On Sun, Nov 6, 2016 at 2:47 PM, Miral Mirality <uec...@gmail.com> wrote:
> On Monday, November 7, 2016 at 5:07:24 AM UTC+13, Dmitry Vyukov wrote:
>>
>> The best solution would be to require copying of elements to not
>> throw. One way to achieve that is to create a copy of the element
>> beforehand and then use moving constructor to move it to the queue.

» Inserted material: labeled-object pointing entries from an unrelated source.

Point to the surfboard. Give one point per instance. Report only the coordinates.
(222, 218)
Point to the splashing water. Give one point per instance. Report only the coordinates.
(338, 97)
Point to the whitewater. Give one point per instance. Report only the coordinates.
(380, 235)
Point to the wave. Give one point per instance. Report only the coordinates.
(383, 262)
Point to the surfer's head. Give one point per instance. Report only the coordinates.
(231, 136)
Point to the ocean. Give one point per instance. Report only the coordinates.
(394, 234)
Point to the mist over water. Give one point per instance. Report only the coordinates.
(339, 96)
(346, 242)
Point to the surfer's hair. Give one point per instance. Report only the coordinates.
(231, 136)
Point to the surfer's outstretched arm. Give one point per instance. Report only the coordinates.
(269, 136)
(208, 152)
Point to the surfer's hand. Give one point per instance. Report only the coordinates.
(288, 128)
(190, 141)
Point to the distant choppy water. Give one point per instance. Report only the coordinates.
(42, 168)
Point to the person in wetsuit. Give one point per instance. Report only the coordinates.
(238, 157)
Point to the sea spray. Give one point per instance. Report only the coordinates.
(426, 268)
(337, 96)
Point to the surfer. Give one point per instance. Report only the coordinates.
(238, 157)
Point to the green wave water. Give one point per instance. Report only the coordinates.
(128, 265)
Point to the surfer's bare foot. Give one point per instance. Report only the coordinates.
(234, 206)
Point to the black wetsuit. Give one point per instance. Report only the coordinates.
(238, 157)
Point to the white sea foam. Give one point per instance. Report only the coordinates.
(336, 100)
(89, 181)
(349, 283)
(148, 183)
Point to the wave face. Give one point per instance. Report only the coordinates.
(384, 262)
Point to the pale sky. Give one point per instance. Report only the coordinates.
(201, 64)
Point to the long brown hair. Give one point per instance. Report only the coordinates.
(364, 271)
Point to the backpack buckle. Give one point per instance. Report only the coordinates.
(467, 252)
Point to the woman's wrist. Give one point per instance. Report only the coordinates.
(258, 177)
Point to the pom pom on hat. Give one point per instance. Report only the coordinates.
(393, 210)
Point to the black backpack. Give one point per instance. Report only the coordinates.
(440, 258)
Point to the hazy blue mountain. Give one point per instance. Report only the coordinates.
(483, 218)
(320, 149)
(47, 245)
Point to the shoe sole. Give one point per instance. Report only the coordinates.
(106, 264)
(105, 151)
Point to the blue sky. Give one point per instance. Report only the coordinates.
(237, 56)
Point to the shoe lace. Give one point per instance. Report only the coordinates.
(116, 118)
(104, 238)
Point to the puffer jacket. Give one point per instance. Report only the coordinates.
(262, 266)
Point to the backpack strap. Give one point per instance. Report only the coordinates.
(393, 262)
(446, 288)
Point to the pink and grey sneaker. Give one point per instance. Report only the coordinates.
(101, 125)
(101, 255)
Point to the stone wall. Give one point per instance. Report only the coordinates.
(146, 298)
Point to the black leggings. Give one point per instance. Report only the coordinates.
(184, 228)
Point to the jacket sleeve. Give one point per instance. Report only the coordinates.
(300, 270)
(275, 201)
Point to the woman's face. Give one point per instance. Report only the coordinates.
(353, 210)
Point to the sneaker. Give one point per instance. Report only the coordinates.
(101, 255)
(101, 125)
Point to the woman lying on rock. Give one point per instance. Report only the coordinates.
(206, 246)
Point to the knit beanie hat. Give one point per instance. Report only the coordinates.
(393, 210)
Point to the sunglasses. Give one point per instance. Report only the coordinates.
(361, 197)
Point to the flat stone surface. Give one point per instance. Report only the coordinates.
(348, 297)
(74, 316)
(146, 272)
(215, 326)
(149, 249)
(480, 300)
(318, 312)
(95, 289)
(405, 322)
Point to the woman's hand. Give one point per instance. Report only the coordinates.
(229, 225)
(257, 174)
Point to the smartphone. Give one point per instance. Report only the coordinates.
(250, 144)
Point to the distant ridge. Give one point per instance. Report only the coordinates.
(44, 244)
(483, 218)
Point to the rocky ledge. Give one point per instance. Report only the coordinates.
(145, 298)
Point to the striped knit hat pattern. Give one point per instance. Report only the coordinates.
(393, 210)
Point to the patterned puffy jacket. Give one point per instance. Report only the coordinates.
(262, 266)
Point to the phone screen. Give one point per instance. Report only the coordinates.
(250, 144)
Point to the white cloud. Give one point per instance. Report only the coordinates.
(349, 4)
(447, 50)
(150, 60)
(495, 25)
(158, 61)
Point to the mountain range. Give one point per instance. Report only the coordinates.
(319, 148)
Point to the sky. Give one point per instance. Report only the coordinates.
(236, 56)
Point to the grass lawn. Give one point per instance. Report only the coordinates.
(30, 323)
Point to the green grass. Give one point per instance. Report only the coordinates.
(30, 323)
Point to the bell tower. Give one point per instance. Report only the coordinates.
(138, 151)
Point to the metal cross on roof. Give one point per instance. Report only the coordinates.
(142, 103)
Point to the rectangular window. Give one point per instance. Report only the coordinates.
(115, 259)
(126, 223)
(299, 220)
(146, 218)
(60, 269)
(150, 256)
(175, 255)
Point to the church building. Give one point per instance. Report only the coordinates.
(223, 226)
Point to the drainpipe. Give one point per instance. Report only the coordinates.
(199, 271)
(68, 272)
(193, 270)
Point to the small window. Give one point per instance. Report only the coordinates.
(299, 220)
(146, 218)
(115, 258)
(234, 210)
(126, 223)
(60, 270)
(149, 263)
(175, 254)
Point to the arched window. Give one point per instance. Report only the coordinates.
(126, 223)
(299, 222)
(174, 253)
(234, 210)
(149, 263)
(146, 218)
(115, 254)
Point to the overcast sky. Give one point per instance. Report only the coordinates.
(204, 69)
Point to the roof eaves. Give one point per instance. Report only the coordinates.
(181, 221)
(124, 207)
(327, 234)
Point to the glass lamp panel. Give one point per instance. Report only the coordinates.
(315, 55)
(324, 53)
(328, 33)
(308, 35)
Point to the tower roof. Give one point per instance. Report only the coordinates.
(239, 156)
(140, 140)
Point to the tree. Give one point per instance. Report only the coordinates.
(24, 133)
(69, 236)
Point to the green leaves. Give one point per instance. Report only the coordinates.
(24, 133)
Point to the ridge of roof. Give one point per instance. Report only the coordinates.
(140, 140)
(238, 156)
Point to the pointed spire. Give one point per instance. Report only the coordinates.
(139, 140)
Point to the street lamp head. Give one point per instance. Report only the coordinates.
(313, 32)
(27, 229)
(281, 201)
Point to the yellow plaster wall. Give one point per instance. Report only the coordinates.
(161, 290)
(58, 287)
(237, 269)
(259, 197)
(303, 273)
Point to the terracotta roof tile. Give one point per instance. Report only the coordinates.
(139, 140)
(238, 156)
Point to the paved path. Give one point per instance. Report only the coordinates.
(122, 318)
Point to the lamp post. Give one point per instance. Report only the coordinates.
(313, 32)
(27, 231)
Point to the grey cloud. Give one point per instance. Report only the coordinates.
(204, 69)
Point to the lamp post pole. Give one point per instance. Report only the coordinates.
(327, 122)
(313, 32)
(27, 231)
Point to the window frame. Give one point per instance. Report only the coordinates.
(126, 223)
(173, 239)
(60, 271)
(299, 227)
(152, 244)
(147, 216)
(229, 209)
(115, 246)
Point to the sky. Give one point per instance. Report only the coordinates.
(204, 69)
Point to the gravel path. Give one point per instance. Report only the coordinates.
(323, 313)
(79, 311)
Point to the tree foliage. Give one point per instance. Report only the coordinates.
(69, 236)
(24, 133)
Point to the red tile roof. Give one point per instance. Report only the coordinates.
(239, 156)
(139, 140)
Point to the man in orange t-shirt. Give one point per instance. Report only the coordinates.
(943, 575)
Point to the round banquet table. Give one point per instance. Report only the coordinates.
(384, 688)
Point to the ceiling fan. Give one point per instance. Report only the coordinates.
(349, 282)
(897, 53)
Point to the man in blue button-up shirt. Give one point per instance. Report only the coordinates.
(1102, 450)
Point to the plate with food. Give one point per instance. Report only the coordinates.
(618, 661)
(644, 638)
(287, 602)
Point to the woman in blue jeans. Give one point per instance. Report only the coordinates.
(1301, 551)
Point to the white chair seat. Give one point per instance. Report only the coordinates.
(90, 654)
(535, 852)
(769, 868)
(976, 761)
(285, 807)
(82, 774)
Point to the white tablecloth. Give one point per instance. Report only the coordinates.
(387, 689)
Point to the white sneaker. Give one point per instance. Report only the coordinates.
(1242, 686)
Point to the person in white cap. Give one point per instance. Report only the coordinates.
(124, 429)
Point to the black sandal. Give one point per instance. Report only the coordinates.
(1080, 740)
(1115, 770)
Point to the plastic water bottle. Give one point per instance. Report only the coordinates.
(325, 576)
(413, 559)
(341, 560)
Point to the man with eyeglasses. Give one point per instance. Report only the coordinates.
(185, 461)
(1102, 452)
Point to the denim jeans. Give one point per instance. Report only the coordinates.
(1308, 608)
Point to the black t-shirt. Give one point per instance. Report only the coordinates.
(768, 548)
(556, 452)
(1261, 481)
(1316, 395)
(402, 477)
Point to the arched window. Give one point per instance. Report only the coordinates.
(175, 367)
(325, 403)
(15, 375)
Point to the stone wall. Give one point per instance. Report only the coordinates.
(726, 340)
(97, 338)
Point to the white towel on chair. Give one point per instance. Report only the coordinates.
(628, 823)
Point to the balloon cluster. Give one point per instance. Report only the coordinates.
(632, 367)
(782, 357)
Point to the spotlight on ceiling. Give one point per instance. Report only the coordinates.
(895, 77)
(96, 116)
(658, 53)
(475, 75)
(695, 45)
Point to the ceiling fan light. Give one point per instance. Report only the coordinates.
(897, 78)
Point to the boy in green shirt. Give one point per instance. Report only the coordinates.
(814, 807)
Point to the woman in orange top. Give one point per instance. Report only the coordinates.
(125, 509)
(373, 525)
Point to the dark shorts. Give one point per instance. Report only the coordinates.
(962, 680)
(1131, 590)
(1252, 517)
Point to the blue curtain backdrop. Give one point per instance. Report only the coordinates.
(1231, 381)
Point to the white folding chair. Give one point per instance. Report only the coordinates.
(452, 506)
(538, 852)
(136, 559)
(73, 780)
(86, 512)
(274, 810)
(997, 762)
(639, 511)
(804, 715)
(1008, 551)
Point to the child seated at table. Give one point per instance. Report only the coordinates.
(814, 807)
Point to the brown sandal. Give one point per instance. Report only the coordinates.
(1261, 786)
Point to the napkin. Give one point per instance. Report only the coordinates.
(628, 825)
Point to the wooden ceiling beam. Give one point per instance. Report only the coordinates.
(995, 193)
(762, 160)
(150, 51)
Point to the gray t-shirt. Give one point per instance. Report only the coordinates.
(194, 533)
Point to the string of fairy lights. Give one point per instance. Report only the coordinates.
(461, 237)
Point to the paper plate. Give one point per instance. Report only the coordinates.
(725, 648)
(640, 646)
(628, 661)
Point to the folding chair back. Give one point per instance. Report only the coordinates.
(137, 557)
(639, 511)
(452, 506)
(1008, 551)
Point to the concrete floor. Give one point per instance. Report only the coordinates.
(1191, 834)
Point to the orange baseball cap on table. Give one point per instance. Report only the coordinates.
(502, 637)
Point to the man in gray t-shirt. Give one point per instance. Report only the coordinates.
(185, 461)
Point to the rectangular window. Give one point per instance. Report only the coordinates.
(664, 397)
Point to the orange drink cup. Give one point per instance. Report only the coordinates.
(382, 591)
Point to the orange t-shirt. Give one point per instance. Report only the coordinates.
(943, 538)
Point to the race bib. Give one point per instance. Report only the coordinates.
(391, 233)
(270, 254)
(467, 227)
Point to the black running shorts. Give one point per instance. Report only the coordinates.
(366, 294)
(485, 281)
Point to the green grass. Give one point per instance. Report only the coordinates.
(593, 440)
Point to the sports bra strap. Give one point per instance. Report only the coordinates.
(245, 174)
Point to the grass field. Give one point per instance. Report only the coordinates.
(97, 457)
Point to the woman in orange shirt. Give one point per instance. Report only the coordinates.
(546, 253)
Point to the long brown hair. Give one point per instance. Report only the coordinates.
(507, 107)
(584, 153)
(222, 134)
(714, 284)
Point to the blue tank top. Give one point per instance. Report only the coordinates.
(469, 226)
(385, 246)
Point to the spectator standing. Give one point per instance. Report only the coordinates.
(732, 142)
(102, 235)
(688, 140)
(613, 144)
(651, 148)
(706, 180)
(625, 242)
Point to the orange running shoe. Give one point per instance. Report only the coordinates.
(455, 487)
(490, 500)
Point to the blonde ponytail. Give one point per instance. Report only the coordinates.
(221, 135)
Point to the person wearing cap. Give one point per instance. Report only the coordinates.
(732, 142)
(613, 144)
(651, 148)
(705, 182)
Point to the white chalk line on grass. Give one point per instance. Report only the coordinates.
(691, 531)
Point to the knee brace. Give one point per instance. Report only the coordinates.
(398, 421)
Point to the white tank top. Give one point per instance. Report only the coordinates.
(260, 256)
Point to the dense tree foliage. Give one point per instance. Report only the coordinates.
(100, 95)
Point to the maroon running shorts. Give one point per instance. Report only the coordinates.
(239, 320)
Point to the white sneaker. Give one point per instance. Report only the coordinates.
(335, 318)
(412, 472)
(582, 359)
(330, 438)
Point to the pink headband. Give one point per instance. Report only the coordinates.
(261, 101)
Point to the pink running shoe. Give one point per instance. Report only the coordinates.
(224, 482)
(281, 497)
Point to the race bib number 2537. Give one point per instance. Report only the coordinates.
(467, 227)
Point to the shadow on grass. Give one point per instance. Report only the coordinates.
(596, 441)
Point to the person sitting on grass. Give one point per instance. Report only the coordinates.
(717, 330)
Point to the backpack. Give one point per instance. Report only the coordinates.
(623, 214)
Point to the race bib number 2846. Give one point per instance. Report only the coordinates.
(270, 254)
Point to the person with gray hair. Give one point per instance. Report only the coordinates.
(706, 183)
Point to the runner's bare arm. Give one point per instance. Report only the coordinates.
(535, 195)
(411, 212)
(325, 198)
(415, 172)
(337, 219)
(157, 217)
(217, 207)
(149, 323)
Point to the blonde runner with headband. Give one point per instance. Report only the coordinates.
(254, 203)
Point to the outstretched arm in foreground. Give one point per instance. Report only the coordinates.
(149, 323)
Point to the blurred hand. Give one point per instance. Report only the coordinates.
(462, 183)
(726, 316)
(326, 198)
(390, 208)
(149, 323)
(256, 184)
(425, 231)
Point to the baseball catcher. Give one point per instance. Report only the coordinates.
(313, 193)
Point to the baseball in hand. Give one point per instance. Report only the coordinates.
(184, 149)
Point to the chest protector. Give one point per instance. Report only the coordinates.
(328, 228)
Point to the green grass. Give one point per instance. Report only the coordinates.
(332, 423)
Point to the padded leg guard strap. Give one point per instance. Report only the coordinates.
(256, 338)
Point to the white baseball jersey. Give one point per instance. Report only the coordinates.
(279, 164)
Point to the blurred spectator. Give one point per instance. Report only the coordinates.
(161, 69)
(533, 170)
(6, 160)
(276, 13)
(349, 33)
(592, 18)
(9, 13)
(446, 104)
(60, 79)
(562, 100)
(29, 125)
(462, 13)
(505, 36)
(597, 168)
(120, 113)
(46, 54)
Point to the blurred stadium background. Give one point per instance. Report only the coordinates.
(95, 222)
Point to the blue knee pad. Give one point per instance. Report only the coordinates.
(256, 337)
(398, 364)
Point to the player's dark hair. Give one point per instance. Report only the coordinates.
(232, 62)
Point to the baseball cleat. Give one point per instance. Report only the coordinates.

>> Move constructors should not allocate.
>
>
> While that's preferred, you can't assume this in generic code.  In fact as
> far as I know there's no way to tell in generic code whether a given
> move-construction expression actually calls a move constructor or whether it
> calls a copy constructor, and you'd generally expect the latter to be able
> to allocate, which implies it can throw.
>
> Although you can generically test whether a move-construction expression has
> been declared as noexcept, which helps differentiate things if (as is
> usually expected) the copy constructor can throw and the move constructor
> doesn't.  But this isn't actually required and it's probably still rare for
> user (and many library) types to have noexcept specified.


Well, if you want all the fancy staff just in case, I guess you need
to use a mutex. It does not scale, but in return you have the fancy
staff. Your choice.

I would just require the copy to not throw. If it's not check-able,
fine, there are zillions of things in programming that are not
check-able. You can't prevent user from shooting himself in a foot.